Another database? There is so many of them 😑

You are right, we are living in the golden age of data, and as such, we have many options to store our data.

According to the Database of Databases, you can choose between 795 database management systems. Yes, you read it right, almost 800 different databases to compare 😱

How to choose a database?

If you click on the Browse button, you will be able to go through the different criteria:

  • is it open-source or not?
  • is it an embedded/single-node/distributed database?
  • What is the query language?
  • is it suited for OTLP or OLAP workloads?
  • What is the data model?
  • What is the scalability limits?
  • Is it transactional?
  • Is there indexes?
  • Is it a row-oriented storage, or maybe columnar?
  • is there stored procedures and materialized views?
  • and so on.

That's a lot of criteria! But that means we also have a big number of possible combinations, each one creating a potential new database. This is why we have specialized datastores like:

  • document
  • column
  • key-value
  • graph
  • indexing
  • messaging
  • and others!

Stateless applications

This variety of specialized datastore is allowing developers to have multiple datastores as requirements for a single infrastructure.

Alice: "Hey Bob, what do you need for your next project?"

Bob: "Mmmmh, I will need an SQL database and a messaging systems 🤔".

Storing data is hard, so we are using them as durable strongholds for our data, while making our applications mostly stateless.

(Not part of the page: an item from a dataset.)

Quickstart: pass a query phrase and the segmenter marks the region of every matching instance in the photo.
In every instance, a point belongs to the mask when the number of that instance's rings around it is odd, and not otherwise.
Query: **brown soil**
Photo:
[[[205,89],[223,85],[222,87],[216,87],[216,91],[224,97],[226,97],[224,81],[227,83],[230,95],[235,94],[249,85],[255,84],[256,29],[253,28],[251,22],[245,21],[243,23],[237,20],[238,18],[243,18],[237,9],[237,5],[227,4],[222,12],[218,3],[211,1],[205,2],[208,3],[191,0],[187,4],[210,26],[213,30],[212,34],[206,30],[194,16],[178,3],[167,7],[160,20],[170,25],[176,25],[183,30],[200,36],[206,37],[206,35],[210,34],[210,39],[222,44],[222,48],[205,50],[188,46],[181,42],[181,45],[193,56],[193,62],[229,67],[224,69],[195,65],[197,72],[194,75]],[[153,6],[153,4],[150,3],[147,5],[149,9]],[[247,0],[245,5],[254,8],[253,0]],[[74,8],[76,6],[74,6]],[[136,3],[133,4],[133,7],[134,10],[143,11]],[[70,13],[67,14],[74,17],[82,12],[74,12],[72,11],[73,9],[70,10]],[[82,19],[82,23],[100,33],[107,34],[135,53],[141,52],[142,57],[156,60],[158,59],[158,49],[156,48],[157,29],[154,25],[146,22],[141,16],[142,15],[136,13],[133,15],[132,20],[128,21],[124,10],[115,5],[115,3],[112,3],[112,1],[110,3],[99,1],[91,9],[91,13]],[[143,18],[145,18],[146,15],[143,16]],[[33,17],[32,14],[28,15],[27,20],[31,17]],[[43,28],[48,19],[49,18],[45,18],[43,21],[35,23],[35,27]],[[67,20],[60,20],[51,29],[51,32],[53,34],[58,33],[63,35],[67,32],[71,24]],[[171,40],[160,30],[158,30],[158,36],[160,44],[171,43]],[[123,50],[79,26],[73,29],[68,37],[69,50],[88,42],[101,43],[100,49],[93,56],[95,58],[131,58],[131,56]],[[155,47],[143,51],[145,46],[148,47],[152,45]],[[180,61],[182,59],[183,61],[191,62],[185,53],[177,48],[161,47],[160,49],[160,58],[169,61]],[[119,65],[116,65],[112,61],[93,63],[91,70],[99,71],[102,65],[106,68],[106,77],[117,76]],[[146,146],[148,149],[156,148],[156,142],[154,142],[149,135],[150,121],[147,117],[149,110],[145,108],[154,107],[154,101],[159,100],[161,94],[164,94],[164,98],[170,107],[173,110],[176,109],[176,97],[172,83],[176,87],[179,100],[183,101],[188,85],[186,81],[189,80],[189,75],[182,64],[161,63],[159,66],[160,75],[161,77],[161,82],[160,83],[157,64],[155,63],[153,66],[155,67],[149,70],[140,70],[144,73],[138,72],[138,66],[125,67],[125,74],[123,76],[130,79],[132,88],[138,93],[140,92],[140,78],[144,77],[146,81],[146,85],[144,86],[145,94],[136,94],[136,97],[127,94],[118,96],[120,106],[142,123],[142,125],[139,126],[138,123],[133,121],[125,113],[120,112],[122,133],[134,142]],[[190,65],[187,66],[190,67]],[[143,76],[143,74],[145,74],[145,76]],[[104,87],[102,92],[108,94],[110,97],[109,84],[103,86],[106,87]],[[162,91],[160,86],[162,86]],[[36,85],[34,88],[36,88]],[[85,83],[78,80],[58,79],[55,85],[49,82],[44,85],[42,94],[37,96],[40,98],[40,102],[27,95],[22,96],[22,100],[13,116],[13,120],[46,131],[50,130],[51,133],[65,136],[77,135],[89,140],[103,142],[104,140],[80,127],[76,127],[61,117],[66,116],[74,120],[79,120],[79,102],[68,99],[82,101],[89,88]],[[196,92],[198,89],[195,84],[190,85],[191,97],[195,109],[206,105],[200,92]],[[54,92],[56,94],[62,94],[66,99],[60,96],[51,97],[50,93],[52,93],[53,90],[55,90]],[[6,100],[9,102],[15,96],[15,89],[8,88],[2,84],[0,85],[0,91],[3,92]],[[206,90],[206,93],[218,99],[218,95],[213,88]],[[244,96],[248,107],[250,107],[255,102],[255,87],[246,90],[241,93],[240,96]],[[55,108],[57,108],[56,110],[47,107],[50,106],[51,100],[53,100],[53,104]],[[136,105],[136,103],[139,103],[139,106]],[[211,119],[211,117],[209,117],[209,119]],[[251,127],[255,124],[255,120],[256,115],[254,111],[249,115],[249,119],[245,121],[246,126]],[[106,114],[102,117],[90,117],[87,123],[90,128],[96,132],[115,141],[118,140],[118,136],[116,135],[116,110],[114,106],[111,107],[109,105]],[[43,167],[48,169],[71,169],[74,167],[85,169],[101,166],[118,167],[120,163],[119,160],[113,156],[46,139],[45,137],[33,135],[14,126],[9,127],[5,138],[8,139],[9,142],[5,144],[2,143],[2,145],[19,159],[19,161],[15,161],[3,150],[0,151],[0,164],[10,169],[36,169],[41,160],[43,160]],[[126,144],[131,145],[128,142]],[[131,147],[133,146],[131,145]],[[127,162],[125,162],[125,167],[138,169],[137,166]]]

So, Bob's architecture looks like this:

flowchart TD
    id1(Bob's stateless applications)
    id2(datastore 1)
    id3(datastore 2)
    
    id1 -- uses --> id2
    id1 -- uses --> id3

Datastore's architecture

We said earlier that there is a lot of criteria to choose a database, but we can narrow to 3:

  • What is the Query language,
  • What is the data model,
  • What is the Storage Engine.

For example, PostgreSQL is exposing relational data through the SQL language and storing files on a single node.

Let's update the flowchart:

flowchart TD
    id1(Bob's stateless applications)
    ql1(Query Language 1)
    ql2(Query Language 2)
    dm1(Data Model 1)
    dm2(Data Model 2)
    se1(Storage Engine 1)
    se2(Storage Engine 2)
    
    id1 -- uses --> ql1 
    ql1 -- to access data as --> dm1
    dm1 -- which are stored in --> se1
    id1 -- uses --> ql2
    ql2 -- to access data as --> dm2
    dm2 -- which are stored in --> se2

Document databases, column-oriented, row-oriented, JSON, key-value, etc. all make sense in the right context, and often different parts of an application call for different choices. That means we cannot mutualize the Query language and the data models. What's left is the storage engine.

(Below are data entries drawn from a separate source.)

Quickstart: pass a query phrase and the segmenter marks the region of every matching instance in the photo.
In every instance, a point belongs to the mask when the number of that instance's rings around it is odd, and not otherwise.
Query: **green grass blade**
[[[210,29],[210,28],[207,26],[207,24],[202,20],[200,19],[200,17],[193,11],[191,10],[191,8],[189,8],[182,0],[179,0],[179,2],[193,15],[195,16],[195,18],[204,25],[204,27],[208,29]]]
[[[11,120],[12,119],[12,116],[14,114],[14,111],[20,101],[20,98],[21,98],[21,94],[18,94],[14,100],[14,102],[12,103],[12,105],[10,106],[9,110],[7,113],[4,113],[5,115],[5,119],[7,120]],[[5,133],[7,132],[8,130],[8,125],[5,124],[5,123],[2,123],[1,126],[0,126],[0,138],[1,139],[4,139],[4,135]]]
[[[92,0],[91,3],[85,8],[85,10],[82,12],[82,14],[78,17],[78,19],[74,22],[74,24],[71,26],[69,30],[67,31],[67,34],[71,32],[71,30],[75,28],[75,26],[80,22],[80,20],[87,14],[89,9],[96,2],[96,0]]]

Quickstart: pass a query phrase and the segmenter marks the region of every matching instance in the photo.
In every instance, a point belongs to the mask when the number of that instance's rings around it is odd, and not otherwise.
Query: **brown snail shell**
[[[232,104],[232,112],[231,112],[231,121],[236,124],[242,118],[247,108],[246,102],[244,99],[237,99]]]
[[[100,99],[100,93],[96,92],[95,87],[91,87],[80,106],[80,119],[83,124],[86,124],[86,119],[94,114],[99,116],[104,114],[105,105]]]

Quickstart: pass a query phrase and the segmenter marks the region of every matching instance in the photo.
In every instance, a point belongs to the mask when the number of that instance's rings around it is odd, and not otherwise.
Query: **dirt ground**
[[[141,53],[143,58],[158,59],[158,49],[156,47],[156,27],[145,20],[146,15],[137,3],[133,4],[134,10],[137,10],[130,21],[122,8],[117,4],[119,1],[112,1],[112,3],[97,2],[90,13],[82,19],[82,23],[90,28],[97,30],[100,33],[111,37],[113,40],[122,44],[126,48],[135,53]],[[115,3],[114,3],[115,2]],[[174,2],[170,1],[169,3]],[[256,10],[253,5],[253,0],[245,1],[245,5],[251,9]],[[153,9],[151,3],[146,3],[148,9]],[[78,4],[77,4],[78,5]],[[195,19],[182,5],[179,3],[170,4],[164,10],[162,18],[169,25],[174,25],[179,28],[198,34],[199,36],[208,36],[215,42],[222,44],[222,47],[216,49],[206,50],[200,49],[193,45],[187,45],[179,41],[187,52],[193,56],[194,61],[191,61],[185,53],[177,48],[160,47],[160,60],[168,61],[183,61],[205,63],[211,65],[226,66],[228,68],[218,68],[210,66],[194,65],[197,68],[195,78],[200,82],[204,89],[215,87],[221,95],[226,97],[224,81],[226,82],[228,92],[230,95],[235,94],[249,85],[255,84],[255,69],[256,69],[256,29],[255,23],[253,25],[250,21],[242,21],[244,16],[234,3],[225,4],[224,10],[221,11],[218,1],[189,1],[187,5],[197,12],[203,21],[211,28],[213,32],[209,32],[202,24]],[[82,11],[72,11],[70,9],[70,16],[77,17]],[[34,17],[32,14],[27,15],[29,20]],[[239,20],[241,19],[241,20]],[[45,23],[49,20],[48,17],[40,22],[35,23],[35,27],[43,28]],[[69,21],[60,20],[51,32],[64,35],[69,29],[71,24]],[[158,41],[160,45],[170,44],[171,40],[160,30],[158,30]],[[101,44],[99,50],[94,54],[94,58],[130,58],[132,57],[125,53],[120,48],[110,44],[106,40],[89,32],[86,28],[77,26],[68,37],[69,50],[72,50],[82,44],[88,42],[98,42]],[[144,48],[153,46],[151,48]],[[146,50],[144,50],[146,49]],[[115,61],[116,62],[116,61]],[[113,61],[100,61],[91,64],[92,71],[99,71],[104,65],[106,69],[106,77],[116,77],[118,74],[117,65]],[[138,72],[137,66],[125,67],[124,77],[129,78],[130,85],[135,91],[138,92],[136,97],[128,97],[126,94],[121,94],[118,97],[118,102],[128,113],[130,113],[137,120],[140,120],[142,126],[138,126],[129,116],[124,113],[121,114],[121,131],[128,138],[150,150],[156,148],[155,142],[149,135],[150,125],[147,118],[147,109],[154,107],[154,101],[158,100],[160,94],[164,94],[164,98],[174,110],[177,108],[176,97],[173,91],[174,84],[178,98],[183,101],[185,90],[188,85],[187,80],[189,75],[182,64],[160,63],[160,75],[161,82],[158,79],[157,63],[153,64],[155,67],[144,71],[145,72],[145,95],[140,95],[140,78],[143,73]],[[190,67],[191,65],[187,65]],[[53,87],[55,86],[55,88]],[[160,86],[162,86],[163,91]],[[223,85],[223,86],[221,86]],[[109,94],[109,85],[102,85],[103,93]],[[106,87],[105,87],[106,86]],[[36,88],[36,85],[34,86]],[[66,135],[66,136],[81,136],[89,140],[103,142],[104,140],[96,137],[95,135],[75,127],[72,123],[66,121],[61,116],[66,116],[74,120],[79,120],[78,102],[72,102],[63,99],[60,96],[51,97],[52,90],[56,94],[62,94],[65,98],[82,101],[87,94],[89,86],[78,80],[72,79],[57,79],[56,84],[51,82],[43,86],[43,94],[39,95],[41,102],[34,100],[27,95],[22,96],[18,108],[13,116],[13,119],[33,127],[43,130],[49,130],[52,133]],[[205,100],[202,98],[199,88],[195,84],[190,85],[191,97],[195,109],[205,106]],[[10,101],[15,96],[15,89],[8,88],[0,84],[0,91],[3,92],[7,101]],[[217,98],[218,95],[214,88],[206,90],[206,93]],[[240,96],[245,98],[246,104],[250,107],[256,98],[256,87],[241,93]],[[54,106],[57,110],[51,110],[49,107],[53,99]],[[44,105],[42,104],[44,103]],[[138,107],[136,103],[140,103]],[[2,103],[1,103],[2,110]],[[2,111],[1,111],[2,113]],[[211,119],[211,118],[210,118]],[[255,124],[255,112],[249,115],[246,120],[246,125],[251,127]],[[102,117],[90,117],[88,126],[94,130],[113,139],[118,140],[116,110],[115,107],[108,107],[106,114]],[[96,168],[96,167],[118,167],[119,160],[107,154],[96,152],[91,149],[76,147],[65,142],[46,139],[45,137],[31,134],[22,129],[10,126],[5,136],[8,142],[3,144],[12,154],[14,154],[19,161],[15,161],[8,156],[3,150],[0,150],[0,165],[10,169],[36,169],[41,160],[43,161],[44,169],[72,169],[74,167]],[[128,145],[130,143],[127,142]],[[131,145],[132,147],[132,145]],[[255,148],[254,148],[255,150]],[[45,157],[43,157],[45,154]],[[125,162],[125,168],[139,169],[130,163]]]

Sharing the storage engine 🤔

Let's mutualize the storage Engine!

flowchart TD
    id1(Bob's stateless applications)
    ql1(Query Language 1)
    ql2(Query Language 2)
    dm1(Data Model 1)
    dm2(Data Model 2)
    se(Shared storage Engine)
    
    id1 -- uses --> ql1 
    ql1 -- to access data as --> dm1
    dm1 -- which are stored in --> se
    id1 -- uses --> ql2
    ql2 -- to access data as --> dm2
    dm2 -- which are stored in --> se

This design has some great advantages:

  • the storage engine only need to focus on storage,
  • any components above the storage Engine has become stateless.

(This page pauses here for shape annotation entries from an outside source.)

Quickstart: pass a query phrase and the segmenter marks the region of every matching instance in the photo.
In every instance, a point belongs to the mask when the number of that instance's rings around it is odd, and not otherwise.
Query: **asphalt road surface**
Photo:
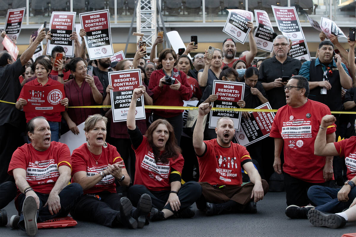
[[[341,236],[356,232],[356,223],[347,223],[339,229],[315,227],[307,220],[292,220],[284,214],[286,193],[269,193],[257,203],[256,214],[230,214],[206,216],[196,209],[189,219],[171,219],[151,222],[142,229],[110,228],[95,223],[78,221],[74,227],[39,230],[36,236]],[[195,205],[194,205],[194,208]],[[5,209],[9,221],[17,214],[14,202]],[[0,227],[0,236],[26,236],[26,232],[13,230],[7,225]]]

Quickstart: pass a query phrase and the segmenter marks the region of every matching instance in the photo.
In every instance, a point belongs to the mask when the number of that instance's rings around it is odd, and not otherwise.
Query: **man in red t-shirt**
[[[256,203],[263,199],[268,185],[261,179],[246,148],[231,141],[235,134],[234,122],[222,117],[216,123],[217,137],[203,141],[204,116],[211,108],[209,103],[199,106],[199,114],[193,133],[193,145],[199,163],[201,197],[198,208],[212,215],[237,211],[255,213]],[[241,166],[251,182],[241,186]],[[206,203],[206,204],[205,204]]]
[[[36,117],[27,124],[31,143],[17,148],[12,155],[8,173],[17,185],[15,204],[20,216],[13,216],[10,225],[37,232],[40,222],[67,216],[77,198],[83,193],[70,179],[70,152],[65,144],[51,141],[49,125],[45,118]]]
[[[326,143],[325,138],[325,128],[336,121],[333,115],[325,115],[321,120],[320,129],[315,139],[314,153],[319,156],[339,156],[345,157],[345,163],[347,168],[348,180],[342,187],[333,188],[328,187],[315,185],[308,190],[308,197],[316,206],[316,210],[320,212],[336,213],[347,221],[347,216],[341,212],[348,208],[356,198],[356,136],[343,139],[337,142]],[[313,212],[308,213],[310,221],[314,217]],[[311,222],[312,222],[311,221]],[[319,222],[315,222],[316,226]],[[313,223],[314,223],[314,221]]]
[[[304,77],[291,77],[284,87],[284,92],[287,104],[278,110],[269,134],[274,138],[273,167],[277,173],[282,173],[280,155],[283,147],[283,171],[288,206],[286,214],[289,218],[305,219],[308,211],[314,207],[307,206],[310,203],[308,189],[315,184],[330,187],[334,181],[333,157],[317,156],[314,152],[321,118],[331,114],[324,104],[308,99],[309,85]],[[325,128],[327,142],[335,141],[335,127],[333,124]]]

That could work, but if we have put a lot of contraints on the storage engine, let's talk about what we require.

Requirements for such a storage engine

So, we know have a storage engines that needs to handle multiple types of data. To be cloud-Native, the storage engine needs to be:

  • fault tolerant,
  • scalable,
  • highly available.

while providing:

  • strong semantics,
  • flexible data models.

Now the question is: can we design such a storage engine? The answer is yes, and it is called FoundationDB.